With a cloud hanging over most emerging economies after a collapse in commodity prices, it could hardly be a tougher moment for the former mayor of Buenos Aires to engineer a turnround in Argentina’s fortunes. But many investors are brimming with optimism for Latin America’s third-largest economy, as Mr Macri leads a drive to normalise relations with the international community following his election victory in December.
A planned meeting in Davos between Mr Macri and the UK’s David Cameron could pave the way for an agreement over the long-disputed Falkland Islands in the south Atlantic, after frequent clashes between the UK and Cristina Fernández de Kirchner, Mr Macri’s fiery predecessor.
Argentina’s new centre-right government is expected soon to announce a $5bn loan from a group of international banks led by JPMorgan and HSBC to boost central bank reserves depleted by the previous leftist administration.
“Macri has hit the ground running,” says Edward Glossop, an economist at London-based Capital Economics.
But although the new market-friendly administration has made a “strong start”, including awell-received devaluation, Mr Glossop warns that serious challenges lie ahead.
They include tackling inflation of about 30 per cent, a fiscal deficit of almost 8 per cent and a decade-long legal dispute with “holdout” creditors in the US that are blocking Argentina’s access to international capital markets.
In an effort to end the debt saga, Argentina will make a proposal to the group of hedge funds led by Paul Singer, a US billionaire, by next week, say government officials. The approach is sooner than many analysts had expected and could open the door to economic normality for Argentina.
But gaining support for a deal with the holdouts, or “vultures” as they are known in Argentina, in the opposition-dominated congress is key. Even so, the fact that Sergio Massa, an influential opposition leader, has accepted Mr Macri’s invitation to accompany him to Davos is an encouraging sign, say analysts.
On tackling the economic challenges, Alfonso Prat-Gay, finance minister, last week announced plans to shave one percentage point off the primary fiscal deficit and bring inflation down to between 20 and 25 per cent, a target economists at Bank of America Merrill Lynch described as “very ambitious”.
The 30 per cent devaluation of the Argentine peso, shortly after Mr Macri took power, removed stringent capital controls in put place by Ms Fernández de Kirchner in 2011 but fuelled inflation fears even though economists at Barclays described the move as “perfectly orchestrated”.
Moreover, measuring inflation — an important step to regaining investors’ trust — remains difficult until Indec, the national statistics institute, launches a new consumer price index, expected in September, to replace the widely discredited previous measure.

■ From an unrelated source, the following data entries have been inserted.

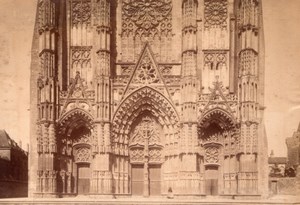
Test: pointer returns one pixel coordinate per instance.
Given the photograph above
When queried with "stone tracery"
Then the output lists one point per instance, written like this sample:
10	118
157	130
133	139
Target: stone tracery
147	14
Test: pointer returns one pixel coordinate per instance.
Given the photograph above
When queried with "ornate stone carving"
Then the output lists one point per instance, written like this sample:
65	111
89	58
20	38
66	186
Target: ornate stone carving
84	139
215	13
248	15
146	128
136	155
46	14
102	13
147	14
81	56
81	12
82	154
248	62
212	155
146	73
155	155
214	60
141	100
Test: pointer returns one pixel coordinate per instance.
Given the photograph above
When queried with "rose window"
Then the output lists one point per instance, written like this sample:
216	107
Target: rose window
147	73
215	11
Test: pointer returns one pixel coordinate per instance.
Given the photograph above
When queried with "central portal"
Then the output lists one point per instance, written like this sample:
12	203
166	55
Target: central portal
153	183
211	180
145	158
83	179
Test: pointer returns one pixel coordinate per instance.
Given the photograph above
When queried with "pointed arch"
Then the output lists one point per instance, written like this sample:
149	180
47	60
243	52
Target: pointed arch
74	119
217	115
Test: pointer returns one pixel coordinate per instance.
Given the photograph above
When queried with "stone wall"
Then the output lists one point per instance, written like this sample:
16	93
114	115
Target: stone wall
11	189
283	186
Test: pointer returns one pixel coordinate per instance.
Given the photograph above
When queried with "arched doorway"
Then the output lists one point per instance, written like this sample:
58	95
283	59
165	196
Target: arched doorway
145	151
75	160
218	144
132	175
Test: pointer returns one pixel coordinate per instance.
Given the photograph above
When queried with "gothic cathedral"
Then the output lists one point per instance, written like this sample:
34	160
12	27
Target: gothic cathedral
148	97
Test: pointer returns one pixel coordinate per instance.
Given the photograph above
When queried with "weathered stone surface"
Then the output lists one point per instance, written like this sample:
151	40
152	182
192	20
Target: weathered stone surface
141	97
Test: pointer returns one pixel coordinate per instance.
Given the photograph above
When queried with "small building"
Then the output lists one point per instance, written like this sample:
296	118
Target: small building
14	168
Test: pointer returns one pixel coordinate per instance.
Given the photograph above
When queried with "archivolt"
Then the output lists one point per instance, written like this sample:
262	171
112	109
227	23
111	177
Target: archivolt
144	99
223	118
74	119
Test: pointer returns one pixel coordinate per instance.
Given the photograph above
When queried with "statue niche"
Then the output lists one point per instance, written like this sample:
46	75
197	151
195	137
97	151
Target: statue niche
217	143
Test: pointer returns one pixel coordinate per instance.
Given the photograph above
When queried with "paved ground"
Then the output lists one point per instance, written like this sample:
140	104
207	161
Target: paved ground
282	200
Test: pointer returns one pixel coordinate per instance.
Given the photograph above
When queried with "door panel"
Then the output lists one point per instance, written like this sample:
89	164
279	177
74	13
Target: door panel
155	180
211	180
84	179
137	182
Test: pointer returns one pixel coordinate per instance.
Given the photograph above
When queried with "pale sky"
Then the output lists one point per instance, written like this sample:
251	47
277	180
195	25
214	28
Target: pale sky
282	87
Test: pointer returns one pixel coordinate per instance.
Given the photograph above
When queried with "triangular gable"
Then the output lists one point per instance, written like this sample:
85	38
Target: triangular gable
146	72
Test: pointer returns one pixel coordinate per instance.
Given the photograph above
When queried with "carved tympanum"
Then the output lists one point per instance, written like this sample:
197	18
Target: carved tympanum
215	12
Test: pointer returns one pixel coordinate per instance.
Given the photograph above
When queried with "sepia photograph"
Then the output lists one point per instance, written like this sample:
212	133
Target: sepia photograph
150	102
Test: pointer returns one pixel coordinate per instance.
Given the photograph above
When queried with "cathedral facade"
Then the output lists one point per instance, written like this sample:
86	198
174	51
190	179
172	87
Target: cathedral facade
148	97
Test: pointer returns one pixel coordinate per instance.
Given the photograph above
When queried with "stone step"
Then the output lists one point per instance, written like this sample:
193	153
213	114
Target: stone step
148	201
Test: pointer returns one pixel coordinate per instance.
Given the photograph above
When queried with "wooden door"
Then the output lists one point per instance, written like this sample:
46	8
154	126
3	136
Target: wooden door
211	180
155	180
137	179
84	176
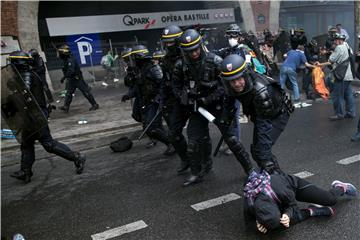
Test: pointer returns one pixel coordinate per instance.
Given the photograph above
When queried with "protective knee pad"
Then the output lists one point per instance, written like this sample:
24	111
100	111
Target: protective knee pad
176	138
255	153
231	141
49	146
192	149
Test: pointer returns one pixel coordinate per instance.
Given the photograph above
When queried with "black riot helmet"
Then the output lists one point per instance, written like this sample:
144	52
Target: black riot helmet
233	31
190	40
125	54
171	33
139	52
339	36
64	51
21	60
34	53
158	55
233	67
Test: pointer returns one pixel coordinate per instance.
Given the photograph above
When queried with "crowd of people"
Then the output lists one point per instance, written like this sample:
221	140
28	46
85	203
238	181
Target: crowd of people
187	85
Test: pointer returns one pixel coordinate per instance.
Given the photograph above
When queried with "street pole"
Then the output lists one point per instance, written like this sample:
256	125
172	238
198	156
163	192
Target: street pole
91	63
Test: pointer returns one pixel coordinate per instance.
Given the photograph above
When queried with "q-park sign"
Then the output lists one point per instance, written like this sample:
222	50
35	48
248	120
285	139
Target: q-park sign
86	48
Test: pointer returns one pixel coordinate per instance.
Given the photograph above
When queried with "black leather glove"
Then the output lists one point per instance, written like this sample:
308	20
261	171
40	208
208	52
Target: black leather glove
125	98
184	99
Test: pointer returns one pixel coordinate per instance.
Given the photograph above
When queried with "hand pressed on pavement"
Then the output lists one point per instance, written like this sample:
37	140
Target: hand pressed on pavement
260	227
285	220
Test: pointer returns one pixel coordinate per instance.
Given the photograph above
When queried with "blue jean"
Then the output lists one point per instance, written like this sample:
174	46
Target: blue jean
285	73
343	99
265	134
237	129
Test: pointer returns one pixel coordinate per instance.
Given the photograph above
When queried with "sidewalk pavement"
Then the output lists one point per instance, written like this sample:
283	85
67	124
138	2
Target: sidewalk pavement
112	120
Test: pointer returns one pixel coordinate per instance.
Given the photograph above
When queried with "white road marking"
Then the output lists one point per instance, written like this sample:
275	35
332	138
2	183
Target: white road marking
303	174
115	232
215	202
349	160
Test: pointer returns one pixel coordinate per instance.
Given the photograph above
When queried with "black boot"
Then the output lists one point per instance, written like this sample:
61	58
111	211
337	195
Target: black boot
180	145
80	163
64	108
170	150
195	163
184	166
192	179
23	174
206	150
94	107
240	153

The decision by the country’s central bank last week to introduce 200 and 500 pesos bills, with a 1,000 peso bill to follow in 2017, illustrates how steeply prices have climbed in recent years.
But for Alejo Costa, head of research at Puente, a local investment bank, the most challenging issue is the fiscal deficit. “How to decrease it while dealing with the highest fiscal pressure in history will be the most complex challenge,” he says.

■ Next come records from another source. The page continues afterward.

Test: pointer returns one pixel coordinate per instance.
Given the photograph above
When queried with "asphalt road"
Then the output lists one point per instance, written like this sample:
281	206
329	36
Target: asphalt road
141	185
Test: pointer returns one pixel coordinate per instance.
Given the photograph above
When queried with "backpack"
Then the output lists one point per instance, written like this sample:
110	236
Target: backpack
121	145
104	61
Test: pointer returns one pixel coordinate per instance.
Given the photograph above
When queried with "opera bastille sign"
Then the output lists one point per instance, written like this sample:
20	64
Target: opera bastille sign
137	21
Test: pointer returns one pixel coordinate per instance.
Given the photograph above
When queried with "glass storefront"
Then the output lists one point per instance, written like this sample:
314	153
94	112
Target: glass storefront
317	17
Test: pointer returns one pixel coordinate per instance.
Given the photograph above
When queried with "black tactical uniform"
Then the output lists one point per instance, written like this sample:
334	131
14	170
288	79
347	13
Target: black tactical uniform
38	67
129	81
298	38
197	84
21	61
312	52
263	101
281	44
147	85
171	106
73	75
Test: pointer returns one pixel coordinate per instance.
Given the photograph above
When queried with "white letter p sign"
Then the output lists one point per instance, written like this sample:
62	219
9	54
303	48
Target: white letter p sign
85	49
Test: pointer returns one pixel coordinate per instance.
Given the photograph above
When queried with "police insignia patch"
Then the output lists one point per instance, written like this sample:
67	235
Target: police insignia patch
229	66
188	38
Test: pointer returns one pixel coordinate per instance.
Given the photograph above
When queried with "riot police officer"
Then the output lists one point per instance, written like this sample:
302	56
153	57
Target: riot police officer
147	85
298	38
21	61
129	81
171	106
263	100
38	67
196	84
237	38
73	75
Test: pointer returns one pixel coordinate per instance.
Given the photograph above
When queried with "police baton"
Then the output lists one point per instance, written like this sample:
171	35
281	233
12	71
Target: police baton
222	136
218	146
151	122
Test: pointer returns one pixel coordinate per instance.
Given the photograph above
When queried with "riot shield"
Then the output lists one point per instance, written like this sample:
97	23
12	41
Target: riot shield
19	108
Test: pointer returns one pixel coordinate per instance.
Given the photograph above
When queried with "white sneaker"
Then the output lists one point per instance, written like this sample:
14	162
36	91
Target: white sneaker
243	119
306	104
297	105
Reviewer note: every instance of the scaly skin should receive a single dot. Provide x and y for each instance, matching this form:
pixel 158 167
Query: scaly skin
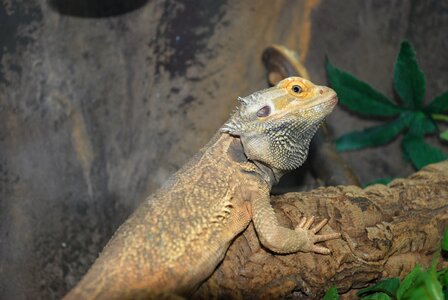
pixel 178 236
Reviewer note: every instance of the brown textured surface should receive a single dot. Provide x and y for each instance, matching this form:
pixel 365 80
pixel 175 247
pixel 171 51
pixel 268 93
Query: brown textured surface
pixel 386 231
pixel 98 108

Without fixing the fiscal deficit, which is seen as the root cause of periodic economic crises over the past half century, it will be hard to fix inflation and to return to growth, says Mr Costa.
For Mr Macri’s his trip to Davos, where he is scheduled to hold wall-to-wall meetings with heads of state and corporate leaders from around the world, will prove a welcome distraction from the challenges at home.